Leeds manufacturer celebrates 130th anniversary of the first jukebox installation


The UK’s only manufacturer of classic jukeboxes, Sound Leisure, is commemorating the 130th anniversary of the first installation of the jukebox by visiting some of the first places to house a Sound Leisure jukebox when the company began in 1978.

The first jukebox, developed by the original manufacturer, Thomas Edison was installed on November 23rd 1889 at the Palais Royale Saloon in San Francisco. Constructed by the Pacific Phonograph Co, four stethoscope-like tubes were attached to an Edison Class M electric phonograph fitted inside an oak cabinet. The tubes operated individually, each being activated by inserting of a nickel, meaning that four different listeners could be plugged into the same song simultaneously.

Towels were supplied to patrons so they could wipe off the end of the tube after each listening.

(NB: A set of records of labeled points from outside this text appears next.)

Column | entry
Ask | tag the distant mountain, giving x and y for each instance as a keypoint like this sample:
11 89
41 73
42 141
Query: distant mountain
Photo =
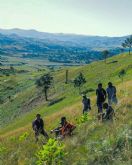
57 47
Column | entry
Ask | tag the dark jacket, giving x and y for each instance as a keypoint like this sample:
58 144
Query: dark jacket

Today, Sound Leisure has produced over 100,000 jukeboxes from its Leeds-based factory which it exports to 28 countries around the world. Best known for its range of classic styled vinyl and CD playing jukeboxes, Sound Leisure produced commercial jukeboxes that were installed in pubs and clubs throughout the UK and some of the venues that were home to the firm’s earliest commercial jukeboxes still offer their machines as entertainment. Technological advances mean that today digital jukeboxes enable consumers to download millions of tracks remotely with some machines even offering contactless payment solutions.

130 years after the first ever jukebox installation, Leeds public house The Cricketers Arms in Seacroft became the first venue to house the new contactless machine which are growing in popularity throughout the country.

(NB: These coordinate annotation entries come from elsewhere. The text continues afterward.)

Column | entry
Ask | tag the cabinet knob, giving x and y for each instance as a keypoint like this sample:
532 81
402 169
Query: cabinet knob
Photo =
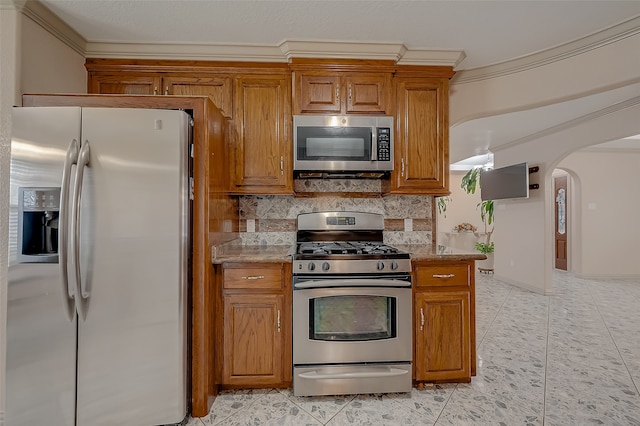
253 277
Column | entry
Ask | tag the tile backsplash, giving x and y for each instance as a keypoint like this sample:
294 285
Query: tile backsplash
271 219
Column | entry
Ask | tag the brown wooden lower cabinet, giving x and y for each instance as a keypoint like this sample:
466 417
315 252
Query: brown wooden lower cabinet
255 329
442 336
444 321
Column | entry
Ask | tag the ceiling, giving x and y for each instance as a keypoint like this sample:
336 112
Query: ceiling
485 33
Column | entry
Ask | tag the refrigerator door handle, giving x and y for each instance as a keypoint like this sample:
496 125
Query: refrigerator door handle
63 231
80 294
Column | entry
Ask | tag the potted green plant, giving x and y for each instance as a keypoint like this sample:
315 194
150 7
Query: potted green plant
442 203
471 182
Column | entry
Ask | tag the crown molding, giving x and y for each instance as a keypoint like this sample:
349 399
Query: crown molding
593 41
288 49
210 52
450 58
630 103
332 49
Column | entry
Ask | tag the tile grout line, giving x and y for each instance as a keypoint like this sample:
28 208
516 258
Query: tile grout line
445 404
546 358
615 345
477 346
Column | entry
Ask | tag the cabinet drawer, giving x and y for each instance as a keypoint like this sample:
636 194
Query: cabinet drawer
442 275
253 278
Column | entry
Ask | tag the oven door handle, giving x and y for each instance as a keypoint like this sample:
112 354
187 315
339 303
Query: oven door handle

Sound Leisure co-founder, Alan Black relays his experience since the 1960s:

“I started my first business Cavala Electronics repairing TV’s, radio’s, record players and electric goods in 1965 whilst working in a garage and studying at Leeds Technical College. I was excited by my creation which today is known as ‘sound to light’ and it was after seeing a jukebox in a transport café that I realised adding lighting to original jukeboxes was what I needed to do. I used to drive across the country talking to the likes of the BBC, but nobody was interested. It was only when I met a shrewd local businessman, Albert Levy who loved the lighting I produced and installed into his personal Seeburg jukebox that he introduced me to a cellar bar in Bradford and brought in the owners of a large Bradford hotel who loved the idea which went on to feature in discotheques across the UK.

“Albert and I then joined forces to set up in business which quickly became listed on the FT100 and we installed hundreds of jukeboxes and lighting into venues. That business was acquired (which today is Chrysalis) and so I set up Sound Leisure.

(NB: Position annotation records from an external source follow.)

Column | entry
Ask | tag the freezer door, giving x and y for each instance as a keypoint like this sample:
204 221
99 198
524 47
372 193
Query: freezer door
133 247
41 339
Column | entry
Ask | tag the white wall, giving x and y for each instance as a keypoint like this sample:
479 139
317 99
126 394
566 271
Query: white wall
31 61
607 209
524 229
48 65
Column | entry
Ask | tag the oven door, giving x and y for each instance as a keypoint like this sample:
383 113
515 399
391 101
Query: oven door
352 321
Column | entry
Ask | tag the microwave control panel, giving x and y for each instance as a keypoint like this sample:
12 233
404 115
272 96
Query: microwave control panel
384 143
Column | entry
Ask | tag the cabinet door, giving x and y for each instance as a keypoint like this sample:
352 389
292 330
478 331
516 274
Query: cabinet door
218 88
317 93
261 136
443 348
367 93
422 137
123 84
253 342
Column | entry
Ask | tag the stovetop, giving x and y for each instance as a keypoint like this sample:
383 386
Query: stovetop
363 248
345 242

“People thought I was crazy for starting manufacturing jukeboxes in the UK, but we’ve had great success over the past 41 years and are now the oldest single ownership manufacturers in the world.”

Sound Leisure managing director and son of Alan, Chris Black adds:

“Playing music for entertainment via a machine in a public place extends back 130 years and is still as relevant today as it was then. Modernisation means that people can enjoy their favourite music wherever they are but the original concept still remains and we’re proud to be part of an industry with such a great heritage.”